Non-profit scientific society

The International Coral Reef Society (ICRS; previously the International Society for Reef Studies) is an international, not-for profit, scientific society dedicated to the conservation of coral reefs through science and understanding. Founded in 1980, the primary objective of ICRS is the improvement of scientific knowledge and understanding of coral reefs, both living and fossil.

==Activities==
To achieve its objectives the ICRS prints and distributes the journal Coral Reefs as well as a Society newsletter, Reef Encounter. The ICRS also holds annual meetings and co-sponsors other gatherings, symposia and conferences relating to coral reefs.

===Symposium===
ICRS helps organize the International Coral Reef Symposium (ICRS). The most recent symposium was held in 2022, in Bremen.

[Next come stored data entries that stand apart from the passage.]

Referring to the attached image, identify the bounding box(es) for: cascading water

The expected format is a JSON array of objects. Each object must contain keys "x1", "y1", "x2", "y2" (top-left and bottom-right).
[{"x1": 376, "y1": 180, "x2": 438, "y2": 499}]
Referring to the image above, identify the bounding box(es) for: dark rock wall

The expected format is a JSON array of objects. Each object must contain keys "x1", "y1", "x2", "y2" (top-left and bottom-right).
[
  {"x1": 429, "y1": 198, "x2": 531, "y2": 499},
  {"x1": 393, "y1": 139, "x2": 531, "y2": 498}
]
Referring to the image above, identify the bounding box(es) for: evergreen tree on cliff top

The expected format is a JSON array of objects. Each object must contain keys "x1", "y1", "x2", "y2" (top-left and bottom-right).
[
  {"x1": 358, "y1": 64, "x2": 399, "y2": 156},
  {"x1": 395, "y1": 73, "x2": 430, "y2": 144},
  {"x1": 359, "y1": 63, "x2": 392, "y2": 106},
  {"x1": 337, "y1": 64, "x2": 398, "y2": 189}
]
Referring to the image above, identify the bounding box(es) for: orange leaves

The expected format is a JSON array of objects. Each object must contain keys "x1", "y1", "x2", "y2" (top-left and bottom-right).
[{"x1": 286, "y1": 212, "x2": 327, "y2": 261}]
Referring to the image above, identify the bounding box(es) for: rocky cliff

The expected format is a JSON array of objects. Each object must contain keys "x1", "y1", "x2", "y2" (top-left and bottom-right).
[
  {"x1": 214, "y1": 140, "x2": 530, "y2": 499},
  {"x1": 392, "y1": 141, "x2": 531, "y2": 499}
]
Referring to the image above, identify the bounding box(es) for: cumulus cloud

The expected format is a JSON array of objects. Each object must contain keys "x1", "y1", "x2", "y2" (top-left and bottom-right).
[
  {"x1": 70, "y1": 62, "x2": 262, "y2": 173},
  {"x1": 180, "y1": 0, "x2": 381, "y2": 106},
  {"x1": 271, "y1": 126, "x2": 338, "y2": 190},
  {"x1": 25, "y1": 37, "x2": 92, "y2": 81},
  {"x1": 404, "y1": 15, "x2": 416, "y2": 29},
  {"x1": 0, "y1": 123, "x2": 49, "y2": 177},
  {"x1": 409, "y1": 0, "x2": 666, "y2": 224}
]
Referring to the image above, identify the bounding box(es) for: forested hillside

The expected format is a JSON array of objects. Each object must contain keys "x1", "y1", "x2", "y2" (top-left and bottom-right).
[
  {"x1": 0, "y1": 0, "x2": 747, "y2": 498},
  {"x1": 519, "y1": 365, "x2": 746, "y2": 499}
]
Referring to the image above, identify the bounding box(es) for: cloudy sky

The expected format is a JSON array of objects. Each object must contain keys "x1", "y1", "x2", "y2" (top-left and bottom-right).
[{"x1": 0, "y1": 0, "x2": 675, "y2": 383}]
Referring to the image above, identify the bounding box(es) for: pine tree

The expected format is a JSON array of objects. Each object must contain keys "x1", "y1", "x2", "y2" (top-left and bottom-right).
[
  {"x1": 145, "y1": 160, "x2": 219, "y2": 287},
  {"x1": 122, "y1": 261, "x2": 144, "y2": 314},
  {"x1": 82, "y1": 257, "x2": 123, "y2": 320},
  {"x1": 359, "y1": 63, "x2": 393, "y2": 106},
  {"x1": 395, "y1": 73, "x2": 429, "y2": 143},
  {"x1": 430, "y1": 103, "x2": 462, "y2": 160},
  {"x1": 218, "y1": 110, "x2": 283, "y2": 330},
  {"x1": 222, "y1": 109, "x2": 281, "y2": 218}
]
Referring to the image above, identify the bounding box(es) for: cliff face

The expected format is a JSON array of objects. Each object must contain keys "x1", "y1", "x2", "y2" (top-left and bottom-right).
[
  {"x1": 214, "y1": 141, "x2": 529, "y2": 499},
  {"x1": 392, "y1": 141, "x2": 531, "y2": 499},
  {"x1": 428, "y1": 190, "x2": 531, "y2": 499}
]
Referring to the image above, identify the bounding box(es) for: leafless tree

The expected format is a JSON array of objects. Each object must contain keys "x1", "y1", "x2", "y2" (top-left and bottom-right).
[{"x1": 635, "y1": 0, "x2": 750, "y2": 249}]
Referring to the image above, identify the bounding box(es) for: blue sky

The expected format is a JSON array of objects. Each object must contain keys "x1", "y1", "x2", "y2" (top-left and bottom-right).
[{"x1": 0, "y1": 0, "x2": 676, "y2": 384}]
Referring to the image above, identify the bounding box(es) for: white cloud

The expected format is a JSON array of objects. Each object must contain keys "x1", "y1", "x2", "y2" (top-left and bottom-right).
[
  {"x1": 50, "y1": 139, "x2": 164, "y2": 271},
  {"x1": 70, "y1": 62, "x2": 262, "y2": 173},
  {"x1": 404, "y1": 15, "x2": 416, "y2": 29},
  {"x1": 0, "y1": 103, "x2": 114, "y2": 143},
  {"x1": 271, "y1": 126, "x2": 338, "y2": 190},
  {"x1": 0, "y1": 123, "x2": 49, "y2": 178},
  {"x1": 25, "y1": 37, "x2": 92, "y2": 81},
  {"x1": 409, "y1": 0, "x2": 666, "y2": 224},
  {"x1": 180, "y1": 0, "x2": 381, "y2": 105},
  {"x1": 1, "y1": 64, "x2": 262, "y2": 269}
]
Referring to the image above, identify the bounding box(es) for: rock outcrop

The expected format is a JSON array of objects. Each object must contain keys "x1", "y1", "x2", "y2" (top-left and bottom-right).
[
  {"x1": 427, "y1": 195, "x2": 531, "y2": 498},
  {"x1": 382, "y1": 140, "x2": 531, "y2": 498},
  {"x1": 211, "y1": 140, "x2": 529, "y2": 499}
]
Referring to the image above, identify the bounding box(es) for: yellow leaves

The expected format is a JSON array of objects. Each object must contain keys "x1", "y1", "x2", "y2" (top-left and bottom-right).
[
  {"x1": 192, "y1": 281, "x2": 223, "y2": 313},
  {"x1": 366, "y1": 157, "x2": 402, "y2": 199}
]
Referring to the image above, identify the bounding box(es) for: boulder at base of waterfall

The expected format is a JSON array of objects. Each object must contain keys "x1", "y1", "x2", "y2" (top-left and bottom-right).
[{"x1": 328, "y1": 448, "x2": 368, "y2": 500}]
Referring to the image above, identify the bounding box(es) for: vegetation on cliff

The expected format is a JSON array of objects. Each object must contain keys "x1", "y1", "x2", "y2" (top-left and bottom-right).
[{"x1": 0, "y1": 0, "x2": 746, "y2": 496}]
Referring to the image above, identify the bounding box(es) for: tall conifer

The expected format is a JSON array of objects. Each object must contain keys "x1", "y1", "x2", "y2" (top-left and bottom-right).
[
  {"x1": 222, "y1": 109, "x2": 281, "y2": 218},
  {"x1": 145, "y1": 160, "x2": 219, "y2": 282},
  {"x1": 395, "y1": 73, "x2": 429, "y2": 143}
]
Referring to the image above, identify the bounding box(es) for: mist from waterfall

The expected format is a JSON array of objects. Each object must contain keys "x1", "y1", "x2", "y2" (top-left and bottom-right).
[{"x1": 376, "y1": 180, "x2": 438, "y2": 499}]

The symposium has previously been held in Honolulu (2016), Cairns, Queensland, Australia (2012); Fort Lauderdale, Florida, United States (2008), Okinawa, Japan (2004), Bali, Indonesia (2000), Panama City, Panama (1996), Guam (1992), Townsville, Queensland, Australia (1988), Tahiti, French Polynesia (1985), Manila, the Philippines (1980), Miami (1977), on board the M.V. Marco Polo in Australian waters (1974), and Mandapam Camp, India (1969, the first symposium). Published proceedings of the ICRS are available at ReefBase.

==Awards==
The Darwin Medal, the most prestigious award given by the International Coral Reef Society, is presented every four years at the International Coral Reef Symposium. It is awarded to a senior ICRS member who is recognized worldwide for major contributions throughout her or his career. The medal has been awarded ten times; recipients are David Stoddart, Peter Glynn, Ian Macintyre, Yossi Loya, Charlie Veron, Terry Hughes, Jeremy Jackson, Jack Randall, Nancy Knowlton and Ove Hoegh-Guldberg.